Now, Elisabeth — the girl who didn’t even know what a mandolin was two years ago — can now hear just a few words to a song, tap her feet on the floor to find the song’s rhythm and then play that song almost instantly.
And this 10-year-old plays her mandolin with joy. In fact, she calls this music “cool.”
“I grew up listening to Johnny Cash,” Elisabeth said. “I like that I can play some of his songs now.”
As Betty McDaniels listens to the group play, talk of bluegrass music and share stories of their teachers like Crowe, she smiles. McDaniels is not a musician, but she loves music and she loves children. She worked as the media specialist at Holly Springs Elementary for 31 years.
She had this vision for the Young Appalachian Musicians in 2007 because she wanted to give the children — many of whom live in remote areas — something they could do after-school.

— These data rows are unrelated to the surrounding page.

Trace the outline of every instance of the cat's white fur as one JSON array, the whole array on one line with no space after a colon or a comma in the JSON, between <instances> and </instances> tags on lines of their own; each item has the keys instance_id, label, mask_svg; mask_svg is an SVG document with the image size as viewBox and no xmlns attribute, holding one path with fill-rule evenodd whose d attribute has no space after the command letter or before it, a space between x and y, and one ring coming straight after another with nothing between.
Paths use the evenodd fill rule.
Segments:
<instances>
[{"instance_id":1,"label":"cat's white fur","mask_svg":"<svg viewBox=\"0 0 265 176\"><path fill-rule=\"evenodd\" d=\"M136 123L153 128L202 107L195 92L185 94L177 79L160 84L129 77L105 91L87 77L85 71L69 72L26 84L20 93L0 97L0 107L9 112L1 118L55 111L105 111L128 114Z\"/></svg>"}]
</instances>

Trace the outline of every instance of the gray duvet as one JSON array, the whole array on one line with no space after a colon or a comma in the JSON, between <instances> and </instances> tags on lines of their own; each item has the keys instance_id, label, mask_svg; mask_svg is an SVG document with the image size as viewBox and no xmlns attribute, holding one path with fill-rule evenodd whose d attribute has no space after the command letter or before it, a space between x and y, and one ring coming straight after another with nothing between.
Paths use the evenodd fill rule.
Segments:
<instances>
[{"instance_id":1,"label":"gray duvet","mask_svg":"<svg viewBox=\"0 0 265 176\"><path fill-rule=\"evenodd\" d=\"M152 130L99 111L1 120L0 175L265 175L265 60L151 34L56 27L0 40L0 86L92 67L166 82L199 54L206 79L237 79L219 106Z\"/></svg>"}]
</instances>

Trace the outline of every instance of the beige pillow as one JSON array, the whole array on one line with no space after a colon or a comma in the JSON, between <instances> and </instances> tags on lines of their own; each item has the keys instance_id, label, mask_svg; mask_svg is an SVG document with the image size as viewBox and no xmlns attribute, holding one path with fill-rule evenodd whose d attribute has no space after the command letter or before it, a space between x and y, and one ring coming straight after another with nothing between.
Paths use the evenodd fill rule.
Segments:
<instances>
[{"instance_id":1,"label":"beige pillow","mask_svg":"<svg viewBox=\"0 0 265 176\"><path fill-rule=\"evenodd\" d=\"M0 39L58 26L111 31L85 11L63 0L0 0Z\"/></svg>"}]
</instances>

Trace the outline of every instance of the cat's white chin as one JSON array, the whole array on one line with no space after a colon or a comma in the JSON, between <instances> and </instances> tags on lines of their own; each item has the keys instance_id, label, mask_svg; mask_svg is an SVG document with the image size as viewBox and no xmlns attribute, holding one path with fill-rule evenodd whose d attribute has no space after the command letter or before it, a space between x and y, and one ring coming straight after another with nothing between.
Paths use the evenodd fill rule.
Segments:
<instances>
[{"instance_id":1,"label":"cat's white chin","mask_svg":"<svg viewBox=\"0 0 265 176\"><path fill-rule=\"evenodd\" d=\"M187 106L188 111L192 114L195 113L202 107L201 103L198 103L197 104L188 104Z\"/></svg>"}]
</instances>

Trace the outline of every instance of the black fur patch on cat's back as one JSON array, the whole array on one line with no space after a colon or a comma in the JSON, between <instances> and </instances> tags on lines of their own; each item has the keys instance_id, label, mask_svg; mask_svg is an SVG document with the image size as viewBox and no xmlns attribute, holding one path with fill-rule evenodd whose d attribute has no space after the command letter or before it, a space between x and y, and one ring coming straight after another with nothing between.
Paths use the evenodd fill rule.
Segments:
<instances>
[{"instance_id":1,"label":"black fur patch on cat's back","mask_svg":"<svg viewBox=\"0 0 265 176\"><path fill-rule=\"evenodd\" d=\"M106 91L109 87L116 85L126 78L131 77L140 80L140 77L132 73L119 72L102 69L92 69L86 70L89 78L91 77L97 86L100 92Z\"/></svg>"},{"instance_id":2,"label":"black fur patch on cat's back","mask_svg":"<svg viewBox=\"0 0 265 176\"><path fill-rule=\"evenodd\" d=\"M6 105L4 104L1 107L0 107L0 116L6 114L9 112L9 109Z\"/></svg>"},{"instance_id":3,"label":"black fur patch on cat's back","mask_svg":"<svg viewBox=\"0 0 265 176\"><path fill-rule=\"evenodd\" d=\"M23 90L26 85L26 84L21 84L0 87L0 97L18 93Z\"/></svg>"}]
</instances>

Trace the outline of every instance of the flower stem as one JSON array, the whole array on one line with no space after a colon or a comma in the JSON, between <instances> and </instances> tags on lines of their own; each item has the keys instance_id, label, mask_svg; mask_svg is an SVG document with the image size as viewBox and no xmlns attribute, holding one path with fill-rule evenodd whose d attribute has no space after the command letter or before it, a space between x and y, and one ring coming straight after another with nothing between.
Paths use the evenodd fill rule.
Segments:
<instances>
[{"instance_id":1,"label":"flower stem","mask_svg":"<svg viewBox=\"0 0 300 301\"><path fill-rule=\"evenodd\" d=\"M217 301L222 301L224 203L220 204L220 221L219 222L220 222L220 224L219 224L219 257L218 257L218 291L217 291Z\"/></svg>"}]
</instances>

They started first in Holly Springs Elementary School, and now the program has expanded to seven schools. And what is McDaniels smiling about as she hears these children talk about the program?
Not just their excitement about bluegrass music, but the camaraderie they are showing between each other and the respect they have for their teachers.
“The relationships they build with their instructors is wonderful,” McDaniels said. “They are finding something they can do that they are good at, and it is building their confidence in everything they do.”
And, just maybe Crowe hopes, those he’s taught will one day pass on to others what he’s been able to give to them.